The art of biological data science: Bringing biology’s great unknowns into focus
How algorithms are ushering in the era of generative biology
When you use Google search, you may have noticed that it predicts what you’re going to type before your fingers hit the keys. Google’s algorithms can suggest whole sentences and even write entire stories. (Full disclosure: this article was written by humans.)
What if we could predict, in the same way, which molecules can make new plastics for foldable phone screens before we ever test them in a lab? And at the same time we could predict and rule out those molecules that will be toxic to the environment? That’s happening, in fact, and it’s exactly the kind of machine learning that gets Kurt Thorn excited about biofacturing: using nature as inspiration and cells as factories to create breakthrough products.
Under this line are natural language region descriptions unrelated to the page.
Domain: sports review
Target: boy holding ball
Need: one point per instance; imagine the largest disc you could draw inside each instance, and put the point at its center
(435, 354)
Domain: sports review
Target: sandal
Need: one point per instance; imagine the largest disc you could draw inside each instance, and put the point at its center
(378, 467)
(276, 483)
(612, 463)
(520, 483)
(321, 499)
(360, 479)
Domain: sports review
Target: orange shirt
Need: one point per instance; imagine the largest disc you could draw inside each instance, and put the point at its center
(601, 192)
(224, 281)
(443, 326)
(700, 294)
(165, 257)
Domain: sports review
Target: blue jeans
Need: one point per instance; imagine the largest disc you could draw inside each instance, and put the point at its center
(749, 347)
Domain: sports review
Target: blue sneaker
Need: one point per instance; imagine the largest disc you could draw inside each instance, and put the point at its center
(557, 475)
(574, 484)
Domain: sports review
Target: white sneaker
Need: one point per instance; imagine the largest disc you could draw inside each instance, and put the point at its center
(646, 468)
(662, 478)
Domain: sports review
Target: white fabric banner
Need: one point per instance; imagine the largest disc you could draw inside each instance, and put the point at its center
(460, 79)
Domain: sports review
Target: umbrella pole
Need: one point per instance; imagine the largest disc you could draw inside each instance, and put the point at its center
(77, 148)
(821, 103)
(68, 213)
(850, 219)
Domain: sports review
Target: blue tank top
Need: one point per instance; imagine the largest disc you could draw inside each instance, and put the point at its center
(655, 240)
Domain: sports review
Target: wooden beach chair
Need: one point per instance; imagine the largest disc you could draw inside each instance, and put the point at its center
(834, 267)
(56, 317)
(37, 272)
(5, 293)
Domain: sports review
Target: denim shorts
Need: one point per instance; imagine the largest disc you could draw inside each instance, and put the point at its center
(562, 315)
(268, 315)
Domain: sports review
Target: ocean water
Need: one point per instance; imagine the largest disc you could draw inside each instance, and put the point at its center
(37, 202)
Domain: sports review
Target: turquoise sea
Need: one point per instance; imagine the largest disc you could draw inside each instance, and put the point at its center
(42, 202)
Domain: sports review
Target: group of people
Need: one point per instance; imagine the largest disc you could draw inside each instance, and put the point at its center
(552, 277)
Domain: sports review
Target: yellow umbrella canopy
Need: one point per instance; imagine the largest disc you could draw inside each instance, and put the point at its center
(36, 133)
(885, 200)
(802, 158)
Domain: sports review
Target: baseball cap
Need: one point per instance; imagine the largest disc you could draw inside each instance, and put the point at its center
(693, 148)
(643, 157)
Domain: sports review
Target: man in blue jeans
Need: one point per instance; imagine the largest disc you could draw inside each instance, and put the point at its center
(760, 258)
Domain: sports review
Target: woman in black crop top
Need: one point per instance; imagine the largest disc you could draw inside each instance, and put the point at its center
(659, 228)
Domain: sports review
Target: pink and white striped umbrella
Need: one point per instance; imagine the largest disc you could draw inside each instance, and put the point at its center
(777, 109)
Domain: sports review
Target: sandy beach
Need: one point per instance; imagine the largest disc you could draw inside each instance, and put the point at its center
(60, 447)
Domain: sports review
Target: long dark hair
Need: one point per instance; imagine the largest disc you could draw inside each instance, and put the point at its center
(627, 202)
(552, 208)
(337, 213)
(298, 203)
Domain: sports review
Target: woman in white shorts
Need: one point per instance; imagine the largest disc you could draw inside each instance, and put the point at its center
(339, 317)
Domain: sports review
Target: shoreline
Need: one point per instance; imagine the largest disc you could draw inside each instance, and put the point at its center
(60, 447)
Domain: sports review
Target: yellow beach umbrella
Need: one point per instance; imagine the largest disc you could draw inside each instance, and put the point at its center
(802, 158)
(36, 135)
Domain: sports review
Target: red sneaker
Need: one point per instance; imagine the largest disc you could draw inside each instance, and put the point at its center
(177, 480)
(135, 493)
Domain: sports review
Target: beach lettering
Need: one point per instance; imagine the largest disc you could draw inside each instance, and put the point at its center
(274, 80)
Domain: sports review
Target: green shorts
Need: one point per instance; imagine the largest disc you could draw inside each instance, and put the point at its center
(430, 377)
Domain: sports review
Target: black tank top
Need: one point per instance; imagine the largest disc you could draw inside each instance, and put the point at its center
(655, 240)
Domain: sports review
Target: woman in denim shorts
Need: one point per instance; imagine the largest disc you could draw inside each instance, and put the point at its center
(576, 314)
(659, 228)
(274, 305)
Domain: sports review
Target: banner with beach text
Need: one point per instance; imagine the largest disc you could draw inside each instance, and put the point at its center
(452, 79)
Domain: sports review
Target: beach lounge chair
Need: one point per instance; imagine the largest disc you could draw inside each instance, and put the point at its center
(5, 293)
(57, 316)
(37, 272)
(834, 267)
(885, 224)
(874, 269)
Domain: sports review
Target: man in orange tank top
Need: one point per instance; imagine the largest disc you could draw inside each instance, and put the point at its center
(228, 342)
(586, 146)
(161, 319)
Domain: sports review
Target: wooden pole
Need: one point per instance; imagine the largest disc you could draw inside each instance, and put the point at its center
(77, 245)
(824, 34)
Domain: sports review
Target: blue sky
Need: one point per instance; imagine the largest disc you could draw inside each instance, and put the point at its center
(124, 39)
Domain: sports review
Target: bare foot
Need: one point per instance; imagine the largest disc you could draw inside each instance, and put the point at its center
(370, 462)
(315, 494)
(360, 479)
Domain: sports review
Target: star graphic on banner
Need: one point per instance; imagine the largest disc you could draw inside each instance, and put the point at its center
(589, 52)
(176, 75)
Kurt is a data scientist who’s not a data scientist. His PhD is in biophysics, and for nearly a decade he was a professor at UCSF, where he led research on advanced microscopy and imaging. He left academia and joined Zymergen because he felt he could make a profound intellectual contribution solving meaningful problems in industry.
“Zymergen has lots of hard problems that need new solutions, so it’s a lot of fun for me,” he says.
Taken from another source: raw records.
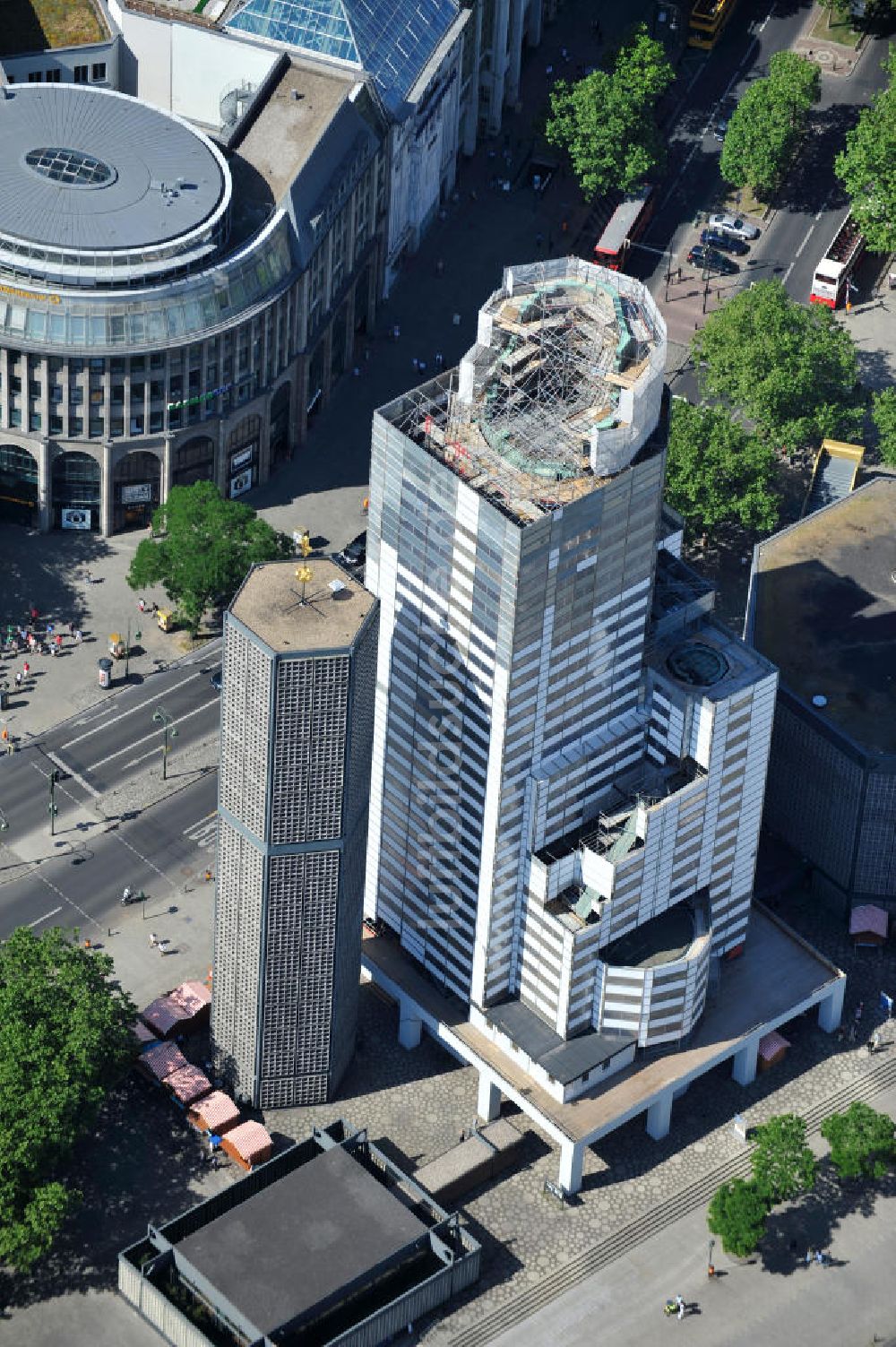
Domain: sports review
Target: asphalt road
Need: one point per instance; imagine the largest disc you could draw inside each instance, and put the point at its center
(812, 205)
(82, 869)
(78, 881)
(116, 738)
Kurt’s first big project involved outlier detection. In this project, Kurt helped automate the process of sifting through seas of data to find signals of interest. He was working closely with the data science team (in particular, with Amelia Taylor, whose Medium post and YouTube talk on the subject are a great introduction to outlier detection). He was soon managing a group of scientists at the intersection of biology and computation. When the computation and biology teams were unified, Kurt’s path toward biological data science became clear.
“Mixing biologists with traditional data scientists gives us a really unique perspective on data science,” he says.
Amelia Taylor, Staff Data Scientist at Zymergen, gives a talk about outlier detection at PyBay2018. Kurt’s first challenge at Zymergen was to automate the process of sifting through seas of data in this project to find signals of interest.
From credit cards to biomolecules
Applying data science to biology is a very new idea, but data science itself goes back about twenty years. In fact, most of us have interacted with data science in other domains. Simply put, data science uses algorithms and other computational tools to extract knowledge from large sets of data.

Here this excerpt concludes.